Russia's health ministry has been spending some five percent of its annual
budget on funding free abortions, according to Lyudmila Pospelova, head of the
ministry's gynecology department, and so had to take measures to limit the
number.
The new regulations do not affect abortions in the first 12 weeks of
pregnancy, which remain unrestricted.
Also, abortions remain legal if the baby has severe physical deformities or
the pregnancy endangers the mother's life.
But until earlier this month, Russian women were also able obtain a
state-funded abortion between 12 and 22 weeks gestation by citing one of 13
special circumstances, or "social indicators," which included divorce,
poverty, unemployment or poor housing.
The government on Aug.11 reduced the number of indicators to four - rape,
imprisonment, the death or severe disability of the husband, or a court ruling
stripping a woman of her parental rights.
In the late 1930s, dictator Joseph Stalin, needing more soldiers for the Red
Army, imposed a ban on abortion in order to speed up population growth.
After his death in 1953, the ban was lifted and abortion became the primary
birth control method in the former Soviet Union.
Although the number of abortions has declined in recent years from more than
four million in the late 1980s to 1.94 million last year, there are still more
abortions than births in Russia.
In some regions, abortion rates are on the rise. For instance, in 2002 the
Sverdlovsk region in the Urals witnessed a 16 percent increase in the number of
abortions, according to the region's chief health official Boris Nikonov. For
every 100 births in the region, there are nearly 104 abortions, he said.

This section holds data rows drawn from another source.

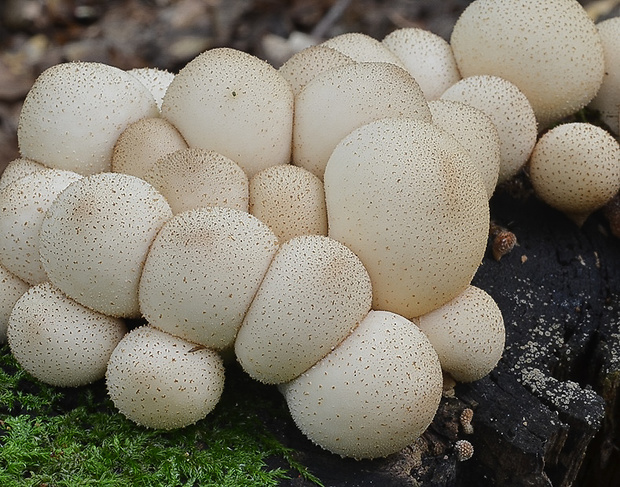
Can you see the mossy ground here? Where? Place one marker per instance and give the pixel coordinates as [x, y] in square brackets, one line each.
[65, 437]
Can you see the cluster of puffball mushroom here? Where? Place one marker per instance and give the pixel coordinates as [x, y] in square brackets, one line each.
[320, 223]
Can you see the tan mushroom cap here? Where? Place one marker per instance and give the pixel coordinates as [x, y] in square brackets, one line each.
[59, 341]
[314, 294]
[142, 143]
[408, 200]
[235, 104]
[374, 394]
[467, 333]
[550, 49]
[343, 99]
[202, 272]
[575, 168]
[95, 237]
[290, 200]
[75, 112]
[161, 381]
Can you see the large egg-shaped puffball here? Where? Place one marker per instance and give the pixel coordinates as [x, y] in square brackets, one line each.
[374, 394]
[235, 104]
[95, 237]
[407, 199]
[74, 113]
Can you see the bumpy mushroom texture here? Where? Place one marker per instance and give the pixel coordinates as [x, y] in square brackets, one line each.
[550, 49]
[374, 394]
[407, 199]
[476, 132]
[161, 381]
[59, 341]
[235, 104]
[24, 203]
[575, 168]
[291, 200]
[314, 294]
[467, 333]
[74, 113]
[509, 110]
[11, 289]
[607, 100]
[427, 57]
[202, 272]
[343, 99]
[142, 143]
[95, 237]
[192, 178]
[304, 66]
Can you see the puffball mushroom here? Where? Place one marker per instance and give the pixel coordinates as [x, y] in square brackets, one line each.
[74, 113]
[407, 199]
[192, 178]
[508, 109]
[235, 104]
[343, 99]
[550, 49]
[24, 203]
[374, 394]
[202, 272]
[59, 341]
[427, 57]
[161, 381]
[315, 292]
[290, 200]
[95, 237]
[467, 333]
[575, 168]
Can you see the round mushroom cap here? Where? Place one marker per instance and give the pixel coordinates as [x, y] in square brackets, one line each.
[24, 203]
[290, 200]
[59, 341]
[191, 178]
[314, 294]
[342, 99]
[142, 143]
[427, 57]
[161, 381]
[74, 113]
[407, 199]
[374, 394]
[235, 104]
[202, 272]
[95, 237]
[550, 49]
[509, 110]
[575, 168]
[467, 333]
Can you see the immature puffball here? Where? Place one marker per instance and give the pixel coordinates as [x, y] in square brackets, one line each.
[161, 381]
[575, 168]
[59, 341]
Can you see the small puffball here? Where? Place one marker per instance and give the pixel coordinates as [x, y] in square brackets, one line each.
[290, 200]
[467, 333]
[59, 341]
[192, 178]
[95, 236]
[509, 110]
[575, 168]
[74, 113]
[427, 57]
[202, 272]
[142, 143]
[374, 394]
[161, 381]
[24, 203]
[314, 294]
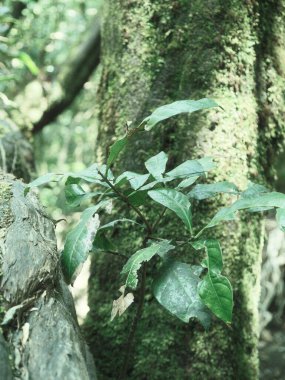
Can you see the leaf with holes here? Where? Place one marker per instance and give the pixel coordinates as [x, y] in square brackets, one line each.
[79, 242]
[156, 165]
[135, 261]
[192, 168]
[205, 191]
[175, 201]
[175, 288]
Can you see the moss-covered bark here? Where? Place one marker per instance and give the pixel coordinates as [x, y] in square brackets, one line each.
[155, 52]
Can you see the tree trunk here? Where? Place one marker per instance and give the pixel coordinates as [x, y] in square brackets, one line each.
[155, 52]
[42, 337]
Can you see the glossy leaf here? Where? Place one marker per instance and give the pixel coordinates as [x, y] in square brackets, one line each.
[280, 217]
[102, 243]
[135, 261]
[121, 304]
[175, 288]
[176, 108]
[216, 292]
[122, 220]
[175, 201]
[79, 241]
[260, 202]
[138, 198]
[156, 165]
[116, 149]
[92, 174]
[43, 180]
[253, 190]
[205, 191]
[187, 182]
[136, 180]
[214, 261]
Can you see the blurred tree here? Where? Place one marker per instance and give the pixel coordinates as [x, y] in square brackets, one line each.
[155, 52]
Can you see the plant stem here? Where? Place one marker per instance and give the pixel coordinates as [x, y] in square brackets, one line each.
[117, 254]
[133, 329]
[126, 200]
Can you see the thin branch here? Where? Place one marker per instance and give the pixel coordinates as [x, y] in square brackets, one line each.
[126, 200]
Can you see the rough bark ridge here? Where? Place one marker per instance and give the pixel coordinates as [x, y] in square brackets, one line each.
[42, 337]
[157, 52]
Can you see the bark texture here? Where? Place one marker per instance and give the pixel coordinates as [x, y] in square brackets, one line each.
[39, 335]
[155, 52]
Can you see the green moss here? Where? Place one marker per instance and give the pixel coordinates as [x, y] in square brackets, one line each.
[157, 52]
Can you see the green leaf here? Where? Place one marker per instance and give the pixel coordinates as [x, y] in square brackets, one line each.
[92, 174]
[210, 190]
[187, 182]
[79, 241]
[136, 180]
[165, 247]
[138, 198]
[135, 261]
[175, 288]
[260, 202]
[192, 168]
[175, 201]
[29, 63]
[75, 194]
[156, 165]
[102, 243]
[176, 108]
[122, 220]
[253, 189]
[43, 180]
[214, 260]
[116, 149]
[280, 218]
[216, 293]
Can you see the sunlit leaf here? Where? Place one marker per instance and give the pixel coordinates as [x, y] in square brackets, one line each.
[192, 168]
[122, 303]
[204, 191]
[135, 261]
[116, 149]
[175, 288]
[43, 180]
[79, 241]
[216, 292]
[156, 165]
[213, 250]
[187, 182]
[176, 108]
[136, 180]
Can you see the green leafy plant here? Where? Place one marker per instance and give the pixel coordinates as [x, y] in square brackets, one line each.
[185, 290]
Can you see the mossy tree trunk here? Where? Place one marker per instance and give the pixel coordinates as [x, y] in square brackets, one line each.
[155, 52]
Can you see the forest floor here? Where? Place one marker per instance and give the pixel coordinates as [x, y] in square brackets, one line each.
[272, 354]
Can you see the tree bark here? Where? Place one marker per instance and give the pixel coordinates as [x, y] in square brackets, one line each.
[42, 336]
[155, 52]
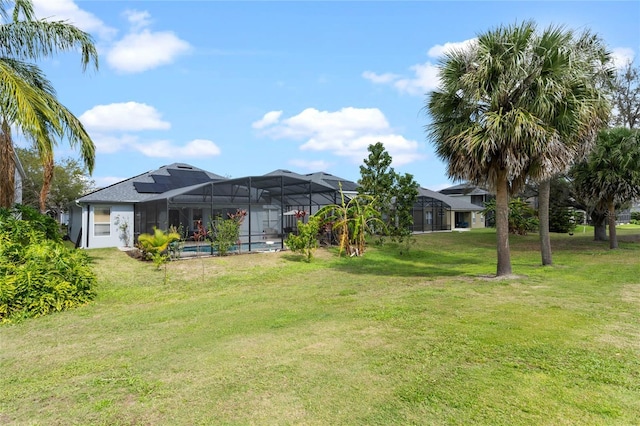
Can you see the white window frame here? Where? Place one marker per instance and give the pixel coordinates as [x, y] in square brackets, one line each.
[100, 213]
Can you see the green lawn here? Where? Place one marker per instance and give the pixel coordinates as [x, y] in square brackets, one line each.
[422, 337]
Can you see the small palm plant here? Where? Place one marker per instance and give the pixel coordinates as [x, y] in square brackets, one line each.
[352, 220]
[155, 246]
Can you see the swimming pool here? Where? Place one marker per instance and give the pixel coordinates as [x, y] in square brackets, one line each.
[206, 249]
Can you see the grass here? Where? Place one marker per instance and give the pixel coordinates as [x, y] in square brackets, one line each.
[422, 337]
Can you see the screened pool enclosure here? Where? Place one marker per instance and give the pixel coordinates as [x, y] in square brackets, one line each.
[270, 202]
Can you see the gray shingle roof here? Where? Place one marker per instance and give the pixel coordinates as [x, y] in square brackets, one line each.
[464, 189]
[148, 185]
[455, 203]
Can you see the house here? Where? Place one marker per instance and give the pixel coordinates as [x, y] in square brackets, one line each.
[472, 194]
[187, 198]
[434, 211]
[113, 217]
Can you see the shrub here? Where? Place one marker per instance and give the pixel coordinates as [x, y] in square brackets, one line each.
[307, 239]
[38, 274]
[155, 246]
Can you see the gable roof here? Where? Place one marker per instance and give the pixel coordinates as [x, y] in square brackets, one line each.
[150, 184]
[455, 203]
[333, 181]
[464, 189]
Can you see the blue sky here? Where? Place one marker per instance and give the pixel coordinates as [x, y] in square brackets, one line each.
[243, 88]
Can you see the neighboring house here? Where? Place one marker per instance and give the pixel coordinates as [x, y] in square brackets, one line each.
[435, 211]
[20, 176]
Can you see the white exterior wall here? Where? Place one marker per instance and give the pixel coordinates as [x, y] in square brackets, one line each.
[119, 214]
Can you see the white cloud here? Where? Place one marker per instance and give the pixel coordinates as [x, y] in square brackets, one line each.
[346, 133]
[67, 10]
[126, 116]
[104, 181]
[267, 120]
[165, 149]
[313, 165]
[138, 19]
[423, 77]
[622, 56]
[138, 52]
[108, 144]
[380, 78]
[441, 49]
[424, 80]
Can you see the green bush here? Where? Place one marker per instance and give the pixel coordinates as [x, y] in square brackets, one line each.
[522, 218]
[38, 274]
[307, 239]
[155, 246]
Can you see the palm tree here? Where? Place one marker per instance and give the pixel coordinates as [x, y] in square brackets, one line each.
[610, 176]
[510, 108]
[28, 99]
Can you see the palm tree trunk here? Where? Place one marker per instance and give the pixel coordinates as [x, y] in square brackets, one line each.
[613, 238]
[502, 224]
[47, 178]
[7, 167]
[544, 191]
[599, 226]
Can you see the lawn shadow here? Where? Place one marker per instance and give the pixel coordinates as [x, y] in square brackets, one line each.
[412, 263]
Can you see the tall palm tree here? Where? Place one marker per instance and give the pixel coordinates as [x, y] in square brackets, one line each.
[610, 176]
[27, 99]
[510, 108]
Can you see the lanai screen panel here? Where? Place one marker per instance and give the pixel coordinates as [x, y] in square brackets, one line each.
[430, 214]
[266, 199]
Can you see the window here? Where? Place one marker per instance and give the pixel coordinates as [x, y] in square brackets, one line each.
[101, 221]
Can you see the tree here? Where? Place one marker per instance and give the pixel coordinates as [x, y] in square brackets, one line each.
[405, 196]
[626, 97]
[29, 100]
[515, 105]
[378, 178]
[68, 184]
[610, 176]
[395, 194]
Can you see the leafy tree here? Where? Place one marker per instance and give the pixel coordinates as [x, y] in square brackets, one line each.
[38, 273]
[394, 194]
[306, 241]
[405, 196]
[69, 182]
[610, 176]
[513, 106]
[29, 102]
[626, 97]
[377, 178]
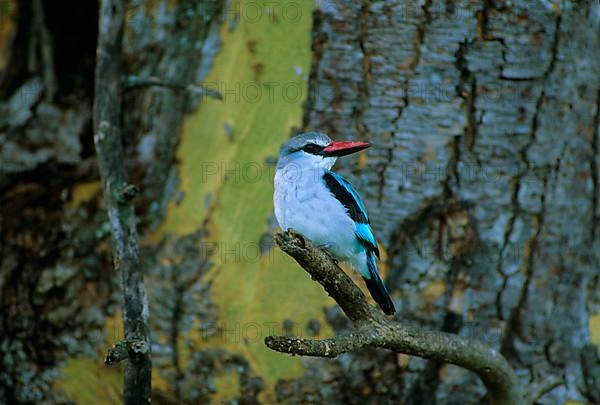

A low birth and high mortality rate has over the past decade fuelled a steady
population decline.
Last year, the State Statistics Committee's census department announced that
the country's population had fallen by 2.2 million people since a census in
1989.
Russia now has some 145 million people, and there are roughly 1.6 deaths for
every birth.
As such, the health ministry's move is seen here as part of a campaign to
reverse the country's demographical decline, under pressure from conservative
lawmakers and the Orthodox Church.
The move has its critics, however.
Tatyana Phillipova, a chief gynecologist in Central Russia, was quoted as
saying the new policy could spark an increase in illegal abortions, and that
Russia's demographical problems should be solved in a different way.